Feature Store is the data powerhouse of any Machine Learning Ecosystem.

Photo by Tobias Fischer on Unsplash

Definitions:

Firstly let’s establish some prevalent terms in the ML world.

  1. Feature: A query which would generate a subset of the data with the transformations embedded into it. Eg. “Select all the employees who are over 50 years old” is a feature by itself.
  2. Feature Set: A group of relevant feature queries is called a Feature Set.
  3. Feature Data: The executed output of a Feature query.
  4. Feature Store: A data management product that stores and manages all the feature data.

Capabilities:

So what does an ideal feature store do? What is it good at?

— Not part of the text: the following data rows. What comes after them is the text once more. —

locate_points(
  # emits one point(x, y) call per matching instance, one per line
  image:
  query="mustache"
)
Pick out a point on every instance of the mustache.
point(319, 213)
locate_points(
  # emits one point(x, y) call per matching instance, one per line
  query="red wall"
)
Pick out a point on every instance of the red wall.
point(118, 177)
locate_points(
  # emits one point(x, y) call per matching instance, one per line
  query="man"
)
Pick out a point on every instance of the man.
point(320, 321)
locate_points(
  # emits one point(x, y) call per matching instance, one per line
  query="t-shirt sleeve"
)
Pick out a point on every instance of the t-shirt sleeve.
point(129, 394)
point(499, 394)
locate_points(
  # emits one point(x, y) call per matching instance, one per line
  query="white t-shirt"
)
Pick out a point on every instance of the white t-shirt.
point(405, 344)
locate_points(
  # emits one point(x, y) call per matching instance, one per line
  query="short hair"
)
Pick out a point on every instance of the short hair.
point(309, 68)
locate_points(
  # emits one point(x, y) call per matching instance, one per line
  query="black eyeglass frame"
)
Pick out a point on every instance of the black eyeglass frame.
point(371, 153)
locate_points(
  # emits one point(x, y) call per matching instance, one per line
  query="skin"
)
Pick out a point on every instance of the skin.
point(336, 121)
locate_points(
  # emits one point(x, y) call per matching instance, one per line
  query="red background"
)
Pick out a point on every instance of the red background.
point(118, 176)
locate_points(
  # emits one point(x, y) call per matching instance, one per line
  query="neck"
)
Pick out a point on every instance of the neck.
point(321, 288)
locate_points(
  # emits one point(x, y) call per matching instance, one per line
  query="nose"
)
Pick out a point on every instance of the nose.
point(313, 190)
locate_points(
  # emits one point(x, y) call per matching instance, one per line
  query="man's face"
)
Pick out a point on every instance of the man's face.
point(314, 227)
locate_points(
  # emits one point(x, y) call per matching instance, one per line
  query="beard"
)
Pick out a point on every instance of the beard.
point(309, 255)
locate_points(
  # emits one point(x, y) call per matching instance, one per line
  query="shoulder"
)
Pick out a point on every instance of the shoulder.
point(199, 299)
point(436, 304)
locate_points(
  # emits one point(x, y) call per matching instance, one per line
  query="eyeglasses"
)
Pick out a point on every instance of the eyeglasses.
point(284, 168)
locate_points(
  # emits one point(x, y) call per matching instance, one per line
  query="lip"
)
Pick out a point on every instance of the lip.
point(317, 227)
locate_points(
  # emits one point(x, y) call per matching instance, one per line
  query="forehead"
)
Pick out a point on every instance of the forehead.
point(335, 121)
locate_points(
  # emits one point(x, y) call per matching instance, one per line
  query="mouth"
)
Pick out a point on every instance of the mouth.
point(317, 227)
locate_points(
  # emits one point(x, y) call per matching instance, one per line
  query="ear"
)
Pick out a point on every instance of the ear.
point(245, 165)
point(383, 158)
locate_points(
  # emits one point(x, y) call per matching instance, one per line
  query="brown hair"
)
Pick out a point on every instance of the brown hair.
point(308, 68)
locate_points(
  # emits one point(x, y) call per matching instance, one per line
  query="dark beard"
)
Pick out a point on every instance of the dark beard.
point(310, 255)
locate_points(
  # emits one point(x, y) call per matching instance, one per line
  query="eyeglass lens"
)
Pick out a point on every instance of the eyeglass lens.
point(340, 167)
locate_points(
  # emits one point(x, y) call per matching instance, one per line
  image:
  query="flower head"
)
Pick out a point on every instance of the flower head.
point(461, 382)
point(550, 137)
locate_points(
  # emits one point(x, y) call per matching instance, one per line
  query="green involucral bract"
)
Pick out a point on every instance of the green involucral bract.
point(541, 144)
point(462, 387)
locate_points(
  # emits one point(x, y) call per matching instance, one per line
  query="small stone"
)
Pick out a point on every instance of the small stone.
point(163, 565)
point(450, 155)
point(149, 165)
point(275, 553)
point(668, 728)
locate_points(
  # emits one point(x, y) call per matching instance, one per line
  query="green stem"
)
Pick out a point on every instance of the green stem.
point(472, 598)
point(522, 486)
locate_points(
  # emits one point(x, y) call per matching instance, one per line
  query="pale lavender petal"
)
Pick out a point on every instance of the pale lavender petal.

  1. Data Manager: It should be capable of accepting and storing batch and streaming data.
  2. Data Transformer: It should be able to perform data transformations on-demand so that it can be used for training models
  3. Registry: It should be capable of tracking audit information regarding what features were created and when were they created.
  4. Statistics Manager: It should be capable of computing statistics on how the feature data changes and report them.
  5. Feature Server: It should be able to serve the feature data to the models in batch or real-time modes.
  6. Speedy worker: It should be able to perform all its operations at high speed.

Opportunities:

Below are the nice-to-have features for a feature store:

  1. Unstructured data handling: For computer vision ML applications, the source of data are all images — unstructured data.
  2. Data Discovery: Provide a zone for data scientist to play with features and perform discovery to help identify valuable ML usecases.
  3. Data Preparation and Validation: Data in any store is not fully usable unless its prepped and validated to become what we want it to be.
  4. Data Governance: Proper governance to be set up on the data layer so that it can be accessed by the right users.

There are so many companies out there building the ideal feature store. Evaluating each of the products with your usecases to see its detailed capabilities and comparing with your requirements will help you select the right product.

--

--